Today the public comment period ended for two proposals by the Public Company Accounting Oversight Board that we believe could dramatically increase the scope, length, cost and complexity of the public company audit. As we described in our September 10 client newsflash, the proposals would:
- require the auditor to make an express statement within the audit report as to the absence of material misstatements in the company’s annual report – including all non-financial statement information, and
- require the auditor to communicate in the audit report “critical audit matters,” defined as “those matters addressed during the audit that (1) involved the most difficult, subjective, or complex auditor judgments; (2) posed the most difficulty to the auditor in obtaining sufficient appropriate evidence; or (3) posed the most difficulty to the auditor in forming the opinion on the financial statements.”
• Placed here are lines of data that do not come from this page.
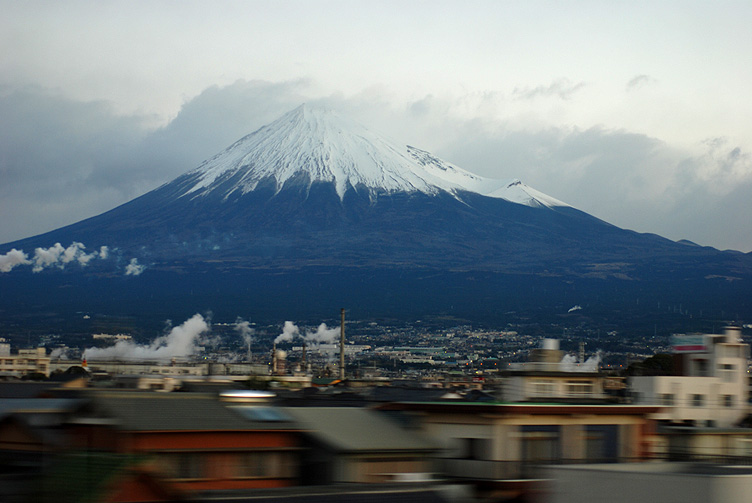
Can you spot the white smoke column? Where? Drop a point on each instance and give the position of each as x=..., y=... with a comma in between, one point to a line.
x=243, y=328
x=12, y=259
x=289, y=331
x=568, y=364
x=322, y=335
x=58, y=256
x=180, y=342
x=46, y=257
x=134, y=268
x=59, y=354
x=592, y=364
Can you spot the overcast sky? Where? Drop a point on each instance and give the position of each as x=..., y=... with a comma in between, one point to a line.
x=636, y=112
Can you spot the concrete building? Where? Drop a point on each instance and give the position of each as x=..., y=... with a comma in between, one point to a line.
x=27, y=361
x=357, y=445
x=710, y=387
x=669, y=482
x=503, y=442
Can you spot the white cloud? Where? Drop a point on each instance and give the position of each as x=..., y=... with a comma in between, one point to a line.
x=12, y=259
x=180, y=342
x=628, y=178
x=134, y=268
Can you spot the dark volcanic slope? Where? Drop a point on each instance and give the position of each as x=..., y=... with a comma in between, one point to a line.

The PCAOB expects the proposals “to increase the informational value of the auditor’s report.” Davis Polk filed a comment letter with the PCAOB today expressing our concerns with the proposals, explaining that the costs – including increased pressure on management, audit committees and auditors during already-hectic annual reporting periods – are difficult to justify compared to the anticipated benefits. More fundamentally, we believe that if additional information for investors is the goal, the public company itself should be the source of that information – not a third party who lacks any particular expertise in communicating with investors and the marketplace. Our comment letter is available here.
We hope that as more companies become aware of the potential negative consequences of the proposals and make their views known to the PCAOB and the SEC, the regulators will reconsider the need for action.